Calculates the path acceleration bounds in (s, sd) space.

lineIntersection(L1x1, L1y1, L1x2, L1y2, ...)

Calculates the intersection point of two 2D lines defined by their endpoints.

plot_acc_bounds(s, sd, path_kin, path_con[, ...])

Plots max and min acceleration directions to the current s-sd plot.

plot_path_bounds(path_kin, path_con[, s0, send])

Plots path velocity bounds in the s-sd plane.

splinedif(s, path_s, path[, ds, Cartesian])

Numerically calculates path Jacobian and its derivative.

timeopt_joint_traj(path_q, path_con[, dkin, ...])

Time optimal joint trajectory generation for bounded position, acceleration, and velocity.

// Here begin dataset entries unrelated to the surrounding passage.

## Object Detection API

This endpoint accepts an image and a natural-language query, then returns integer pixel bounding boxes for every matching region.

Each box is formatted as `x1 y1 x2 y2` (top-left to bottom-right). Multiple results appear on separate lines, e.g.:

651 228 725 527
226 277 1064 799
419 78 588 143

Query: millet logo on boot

timeopttraj(path_kin, path_con[, s0, send, ...])

Generates a time-optimal trajectory for bounded position, acceleration, and velocity.

velbounds(path_kin, path_con)

Calculates path velocity bounds as path position s due to Cartesian and joint constraints.

Classes

path_constraints()

A class to define constraints on the path motion, including: - Maximum velocity and acceleration in Cartesian and joint spaces.

path_kinematics(path[, path_s, path_q, ...])

A class that handles the kinematics of a path, including calculating task positions, velocities, and accelerations, along with their corresponding Jacobians.